RFT! Apenas três letrinhas podem significar muitas coisas. Muitas coisas para quem? Para quem um dia ficou sabendo que esse termo existe e, a partir daí, começou a estabelecer uma série de relações com ele e com tudo o que está relacionado a ele. Falar de RFT é falar de relações, de símbolos, de história de aprendizagem, de cognição, de comportamento simbólico e de uma infinidade de questões derivadas de tudo isso.


O que quero fazer aqui é demonstrar como a RFT (Teoria das Molduras Relacionais) pode nos ajudar a compreender essa incrível capacidade que nós, humanos, temos de criar associações entre palavras — que não passam de combinações de sons e objetos — e generalizar essas aprendizagens específicas para contextos mais amplos.


Essa capacidade tem nos permitido, ao longo da evolução, aprender uma enorme quantidade de coisas e transformar o mundo, mas também tem o poder de gerar grandes doses de sofrimento.


Um Convite para a Reflexão


Eu juro que, se tivesse coragem de passar a vez, eu o faria. Já experimentei milhares de vezes o pensamento de que existem centenas de pessoas melhores do que eu para escrever sobre RFT — e existem mesmo. Mas, ainda assim, topei essa tarefa e decidi usar minha própria história para tentar mostrar a você, leitor, como a RFT pode ser compreendida no batidão da vida real.

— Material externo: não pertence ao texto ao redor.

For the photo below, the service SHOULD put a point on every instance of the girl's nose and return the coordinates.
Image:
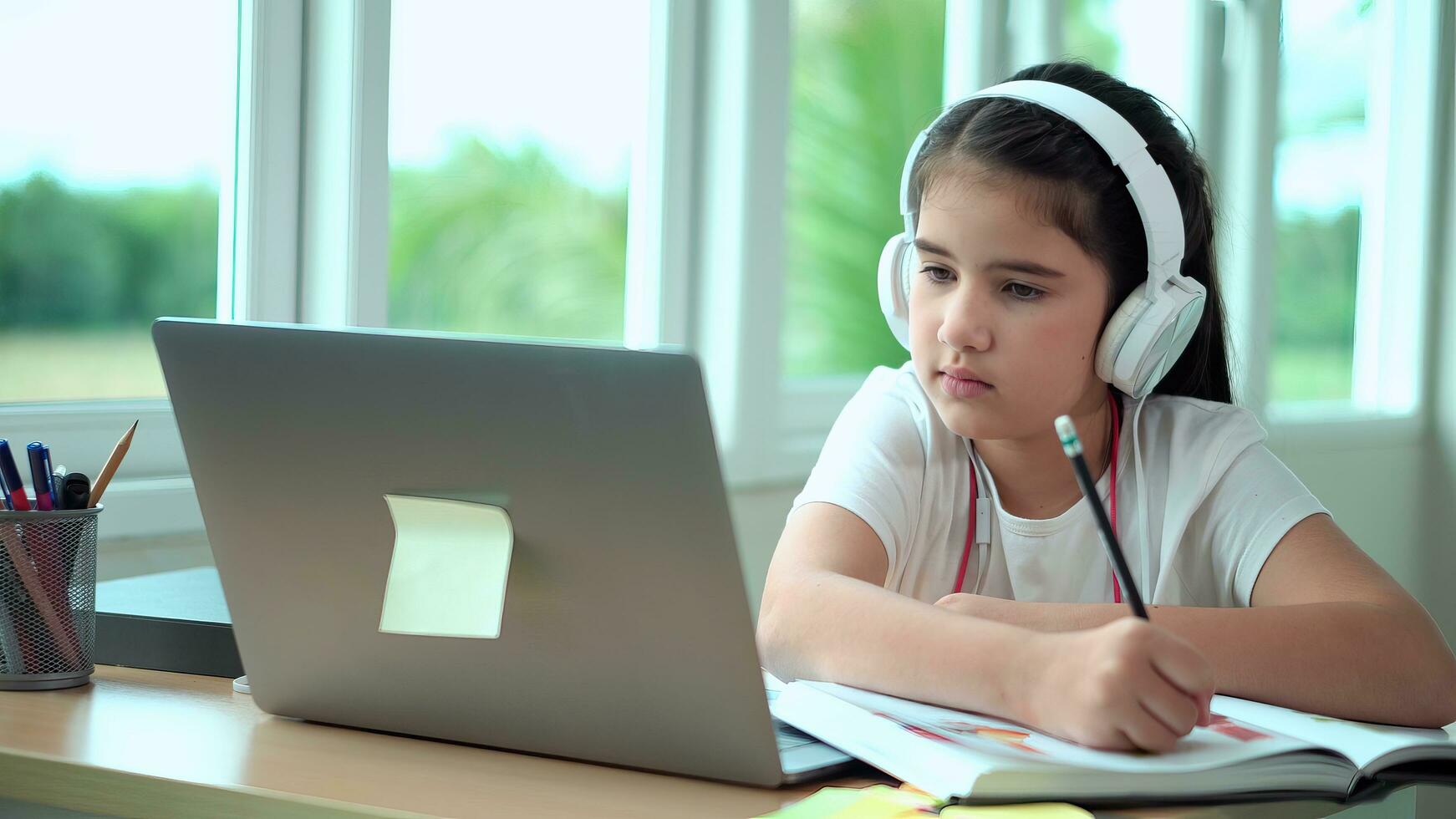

Quero demonstrar como a RFT nos ajuda a entender como criamos regras sobre o mundo (capacidade de emoldurar – colocar as aprendizagens em molduras), que podem limitar nossas experiências e gerar insensibilidade às mudanças de contexto; mas também como podemos usar essa mesma capacidade de “emoldurar” para criar novos contextos (novas molduras) que favoreçam a mudança comportamental.


Palavras e Histórias


Gosto muito de um verso da Clarice Lispector que diz:


"As palavras me antecedem e ultrapassam, elas me tentam e me modificam e, se não tomo cuidado, será tarde demais: as coisas serão ditas sem eu as ter dito."

Você já parou para pensar que muitas coisas que dizemos ou pensamos sobre nós mesmos são apenas palavras? Palavras que, muitas vezes, nunca dissemos, mas ouvimos de alguém e passamos a replicar, a responder a elas?

A RFT propõe que a cognição e a linguagem humanas são fundadas em nossa capacidade de identificar e criar relações entre estímulos, algo possibilitado pela nossa habilidade de “responder relacional arbitrariamente aplicável” (Cullinan & Vitale, 2009).


Desde que me entendo por gente, tenho ouvido palavras. Em algum momento, essas palavras começaram a ganhar sentido. Comecei a repeti-las, e essa simples ação foi me transformando, dia após dia, em uma pessoa consciente do mundo e de mim mesma.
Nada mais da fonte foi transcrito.